Когда новорожденный в ванночке вздрагивает и машет руками, теряя равновесие, он говорит: «Боюсь», — и необыкновенно интересно это движение страха у существа, столь далекого от понимания опасности. Когда ты даешь ему грудь, а он не берет, он говорит: «Не хочу». Вот он протягивает руку к приглянувшемуся предмету:
«Дай». Губками, искривленными в плаче, защитным движением руки он говорит незнакомому: «Я тебе не верю», — а иной раз спрашивает мать: «Можно ему верить?»
Что есть внимательный взгляд ребенка, как не вопрос «что это?». Вот он тянется к чему-то, с большим трудом достает, глубоко вздыхает, и этим вздохом, вздохом облегчения, говорит:
«Наконец-то». Попробуй отобрать у него добытое — десятком оттенков он скажет: «Не отдам». Вот он поднимает голову, садится, встает: «Я работаю». И что есть улыбка глаз и губ, как не возглас «о, как хорошо жить на свете!».
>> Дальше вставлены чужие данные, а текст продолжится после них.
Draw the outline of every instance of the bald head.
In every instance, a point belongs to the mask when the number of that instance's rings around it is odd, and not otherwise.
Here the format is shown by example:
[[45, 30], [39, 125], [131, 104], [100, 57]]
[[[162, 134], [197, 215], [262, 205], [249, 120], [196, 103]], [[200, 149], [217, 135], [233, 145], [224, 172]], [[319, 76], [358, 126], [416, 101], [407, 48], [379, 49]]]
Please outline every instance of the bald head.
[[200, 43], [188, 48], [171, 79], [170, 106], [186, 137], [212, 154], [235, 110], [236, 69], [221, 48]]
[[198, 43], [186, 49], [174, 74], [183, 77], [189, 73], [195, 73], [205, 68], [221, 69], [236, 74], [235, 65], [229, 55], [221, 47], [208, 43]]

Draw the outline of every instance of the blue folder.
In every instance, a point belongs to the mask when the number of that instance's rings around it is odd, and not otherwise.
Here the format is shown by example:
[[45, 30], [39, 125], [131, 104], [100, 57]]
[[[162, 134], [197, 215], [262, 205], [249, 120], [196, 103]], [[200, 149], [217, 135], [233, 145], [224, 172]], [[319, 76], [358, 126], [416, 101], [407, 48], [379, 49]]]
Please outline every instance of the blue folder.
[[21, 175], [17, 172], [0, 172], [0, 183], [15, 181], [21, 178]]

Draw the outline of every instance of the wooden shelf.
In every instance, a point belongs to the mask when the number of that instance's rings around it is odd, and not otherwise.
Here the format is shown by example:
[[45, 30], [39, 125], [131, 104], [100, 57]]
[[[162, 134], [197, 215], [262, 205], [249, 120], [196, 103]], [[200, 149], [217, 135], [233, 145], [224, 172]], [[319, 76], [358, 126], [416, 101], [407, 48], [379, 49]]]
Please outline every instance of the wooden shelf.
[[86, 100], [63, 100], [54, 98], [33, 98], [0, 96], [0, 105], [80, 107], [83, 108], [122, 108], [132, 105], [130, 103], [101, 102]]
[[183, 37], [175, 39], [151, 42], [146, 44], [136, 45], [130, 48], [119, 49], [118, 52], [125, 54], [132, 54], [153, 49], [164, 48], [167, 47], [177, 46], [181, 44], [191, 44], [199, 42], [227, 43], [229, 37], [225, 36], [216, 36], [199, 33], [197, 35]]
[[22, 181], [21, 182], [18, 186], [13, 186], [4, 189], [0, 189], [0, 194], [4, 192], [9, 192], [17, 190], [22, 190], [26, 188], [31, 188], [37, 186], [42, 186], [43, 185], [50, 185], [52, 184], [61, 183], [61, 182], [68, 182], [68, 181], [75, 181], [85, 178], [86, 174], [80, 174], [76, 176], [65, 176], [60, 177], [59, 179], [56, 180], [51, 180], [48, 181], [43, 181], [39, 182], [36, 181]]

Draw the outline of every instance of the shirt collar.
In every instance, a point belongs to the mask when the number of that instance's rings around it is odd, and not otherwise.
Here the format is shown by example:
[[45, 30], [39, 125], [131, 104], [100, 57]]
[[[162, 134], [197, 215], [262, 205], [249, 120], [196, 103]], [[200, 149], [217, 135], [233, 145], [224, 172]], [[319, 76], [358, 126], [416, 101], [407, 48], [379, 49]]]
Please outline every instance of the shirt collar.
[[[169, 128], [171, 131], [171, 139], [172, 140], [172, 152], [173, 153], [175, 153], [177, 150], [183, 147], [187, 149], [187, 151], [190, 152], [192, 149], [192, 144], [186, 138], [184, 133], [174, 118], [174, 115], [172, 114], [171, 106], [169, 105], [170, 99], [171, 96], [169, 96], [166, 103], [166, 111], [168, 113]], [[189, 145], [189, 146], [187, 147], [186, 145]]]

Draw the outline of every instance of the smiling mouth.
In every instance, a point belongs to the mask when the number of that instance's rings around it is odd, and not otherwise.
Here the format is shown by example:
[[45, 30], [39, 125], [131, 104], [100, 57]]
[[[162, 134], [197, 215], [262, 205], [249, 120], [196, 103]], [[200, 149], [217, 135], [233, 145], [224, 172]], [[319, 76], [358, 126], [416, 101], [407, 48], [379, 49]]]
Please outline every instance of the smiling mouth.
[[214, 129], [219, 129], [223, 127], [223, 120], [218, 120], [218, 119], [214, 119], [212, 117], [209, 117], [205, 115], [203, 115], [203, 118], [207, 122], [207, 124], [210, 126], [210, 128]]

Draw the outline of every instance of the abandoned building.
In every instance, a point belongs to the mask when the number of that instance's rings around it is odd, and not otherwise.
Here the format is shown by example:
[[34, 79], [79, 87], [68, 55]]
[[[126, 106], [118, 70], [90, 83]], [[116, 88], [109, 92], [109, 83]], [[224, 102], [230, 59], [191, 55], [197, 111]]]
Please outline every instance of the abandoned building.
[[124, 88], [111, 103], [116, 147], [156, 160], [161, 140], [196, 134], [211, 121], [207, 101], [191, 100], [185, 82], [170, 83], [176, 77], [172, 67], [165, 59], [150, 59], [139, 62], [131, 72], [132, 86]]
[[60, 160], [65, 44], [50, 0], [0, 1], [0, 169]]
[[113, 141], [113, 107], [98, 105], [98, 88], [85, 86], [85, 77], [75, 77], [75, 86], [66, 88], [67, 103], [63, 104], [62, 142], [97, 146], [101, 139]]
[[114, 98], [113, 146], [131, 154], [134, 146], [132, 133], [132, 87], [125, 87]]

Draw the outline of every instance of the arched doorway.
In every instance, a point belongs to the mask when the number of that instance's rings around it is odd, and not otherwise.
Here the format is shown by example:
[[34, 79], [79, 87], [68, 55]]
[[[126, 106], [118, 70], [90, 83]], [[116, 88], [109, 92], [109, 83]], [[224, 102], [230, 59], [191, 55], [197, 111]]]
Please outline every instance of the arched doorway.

Он говорит мимикой, языком образов и чувственных воспоминаний.
Когда мать надевает на него пальтишко, он радуется, всем корпусом поворачивается к двери, теряет терпение, торопит мать. Он мыслит образами прогулки и воспоминанием чувств, которые испытал на ней. Младенец дружески относится к врачу, но, заметив ложку в его руке, моментально признает в нем врага. Он понимает язык не слов, а мимики и интонаций.
— Где у тебя носик?
Не понимая ни одного из трех слов в отдельности, он по голосу, движениям губ и выражению лица понимает, какого он него ждут ответа.
Не умея говорить, младенец умеет вести очень сложную беседу.
— Не трогай, — говорит мать. Он, невзирая на запрет, тянется к предмету, чарующе наклоняет головку, улыбается, смотрит, повторит ли мать свой запрет построже или, обезоруженная его изощренным кокетством, уступит и согласится.
Еще не произнеся ни слова, он уже врет, беззастенчиво врет. Желая избавиться от неприятного гостя, он подает условный знак, сигнал тревоги и, восседая на известной посудине, победно и насмешливо поглядывает на окружающих.